The root issue is that AI is still learning. Much local government data can't go online, can't be ingested, can't be used as training base. With stale back-end updates, model outputs will have holes. It can apply templates fluently but struggles to judge truth.
So Sun learned a routine: first doubt AI, then verify AI, then "rewrite AI."
In a way, it's like how he copied from books as a kid: write it down, memorize it, cross it out and write it again, until it sounds like his own words.
IV. Still living with AI
Kai-Fu Lee once said: by 2033, 40% of jobs will be replaced by AI. People's dreams and professions may be nibbled away without them noticing.
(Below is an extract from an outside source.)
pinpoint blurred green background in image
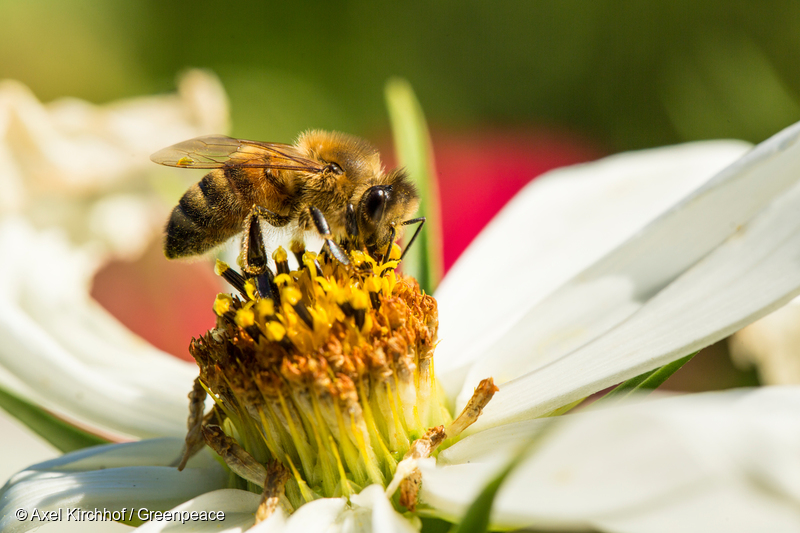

The deeper crisis isn't unemployment, but "losing the value of being human."
In his book "AI 2041: Ten Visions for Our Future," Lee painted a scene: workers replaced by AI are parked in a room, using VR to operate a non-existent construction site — "a game that feels like work." They don't realize it's only a comforting illusion.
Today, Sun seems to be living in something similar.
AI drafts, AI tables, AI briefings… From using AI , to accommodating AI, to serving AI, the role of the "human" is drifting toward intermediary and coordinator.
In late June, Sun's city circulated an "AI Application Effectiveness Survey." Three of the questions were:
1: In which ways has AI improved your work?
2: What is your attitude toward the future of AI?
3: In which scenarios do you mainly use AI products?
Leaders reminded everyone in the meeting: "Fill it out carefully. We need to see whether AI is actually helping."
Sun thought it through and gave several positive answers. In his mind, after a long period of adjustment, AI should get better and better.
A few weeks later, the results came out: 91.67% of respondents were satisfied, and 83.33% believed "AI has improved work efficiency."
Whatever the result, Sun still has to live with AI.
In mid-June, he got a new assignment: with the city rolling out AI comprehensively, departments would send staff to teach night classes — 50 back-to-back AI trainings.
Sun again tossed the task to AI: help me draft a training outline. He knew he'd still spend time revising, but under time pressure, at least he could hand in a first draft.
Back to the original question: will AI replace civil servants?
Sun's sense is that some work has indeed been offloaded, such as faster drafting, smoother process mapping. Precisely because of that, expectations for civil servants are rising: if one can't use AI fast and accurately, it may be seen as a capability gap.
"AI brings not only an efficiency revolution, and it also sets new tests for us," he says.
"We have to teach it, and also make sure we're not replaced by it."
Sun doesn't doubt AI's value. "After all, it is the trend," he says.
But under that trend, Sun and his colleagues still need time to find their rhythm.
At the interviewee's request, "Sun Tongna" is a pseudonym.